Témoignage : La vie quotidienne d'une libraire dans l'enclave musulmane du Bourget

Songeuse, je suis; opportunistes, ils sont.
Migraineuse, je deviens; autoritaires, ils se montrent.
Clairvoyante, je demeure; insipides, ils se font.
Qui sont-ils?
C’est ainsi que divaguait mon esprit, monnaie faisant derrière ma caisse, en ce jour de marché.
La clientèle était nombreuse, chacun jouait des coudes pour passer avant tout le monde, eux d’abord et peu importe si la grand-mère avalait son dentier de colère, si le grand-père grognait parce qu’il venait de se prendre un coup de charrette dans les chevilles et si la jeune femme, avec son bébé en poussette, se mangeait la porte de la boutique, faute de candidat à la galanterie et au laisser-passer.
Au milieu de tout ce fatras, une personne m’interpella, pas pour un achat à effectuer, mais pour une demande incongrue :
– Vous pouvez me la mettre à l’heure?
Une femme d’origine étrangère mais aux allures européennes me tendit alors un cadran carré, de la taille d’une grosse horloge.
– Euh, oui bien sûr!
Je retournai la chose, constatai une heure affichée et exacte…
– Je crois que votre pendule est à l’heure, Madame…”, fis-je, en lui restituant l’objet, avec mon air le plus aimable possible, pour une fois !

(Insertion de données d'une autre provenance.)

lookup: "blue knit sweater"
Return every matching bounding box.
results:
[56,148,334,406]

Elle repoussa brusquement ma main, me remit le tout énergiquement sur le comptoir, haussa le ton et me dit :
– Vraiment tu comprends rien, règle moi les heures des prières…
Un court instant, je crus qu’elle faisait de l’humour, histoire de sympathiser; mais non, elle réitéra la question, et une mise au point s’imposait.
– Je suis catholique, madame; la boutique est un lieu public et laïque, aussi pour les heures des prières je pense que vous vous êtes trompée d’endroit et de personne.
Cette fois, offusquée de tant d’audace, elle se saisit de l’objet, me montra sur le côté des écrits en langue arabe:
– Là les prières, tu dois les savoir, espèce d’impure ! Venez tous, c’est une impure parmi nous, ne restez pas là !
Ce moment, me laissa indécise émotionnellement, en rire ou en pleurer, ou les deux à la fois, je ne pouvais choisir.
Juste la preuve que pour certains, je n’ai plus ma place ici, en mon quartier, celui de mon enfance, et que, le quartier étant maintenant habité presque exclusivement par des musulmans, ils ne me tolèrent que parce qu’ils me croient convertie à l’islam.
Quelques jours s’écoulèrent avec leurs lots quotidiens d’agressions verbales, la routine en somme.
Alors que je faisais mes invendus, un groupe d’hommes africains pénétra en l’échoppe, pour acheter des journaux de courses. Ils avaient le verbe haut, occupaient tout l’espace et s’exprimaient dans une langue inconnue de moi.
Je continuais donc mon travail, pensant qu’ils discutaient entre eux, quand soudain, ils me secouèrent par un bras en criant.
Terrorisée, je leur demandais ce qu’ils voulaient; là ils me firent comprendre, dans un français plus qu’approximatif, que je devais les servir.
Je m’exécutais au plus vite, espérant leur départ…
Hélas pour moi, ils restèrent plantés à me faire une leçon sur le fait que je devais apprendre leur langue pour rester travailler ici, car la France elle n’était plus aux Français!
Comment me sortir de ce bourbier, en premier lieux surtout ne jamais baisser les yeux, faire face et se rapprocher des alarmes, et puis soudain une idée lumineuse…
– Ah ouè tou né compréné pé la lessou, té sotsa lé sossuré a basculo, povré pitiou…
Je répondis en patois charentais, langue de mon enfance, transmise par mes grands-parents et par mes parents, usitée encore en ma province et partagée avec ma fille.
Voyant cela, ils me tournèrent les talons, et moi j’en rigole encore.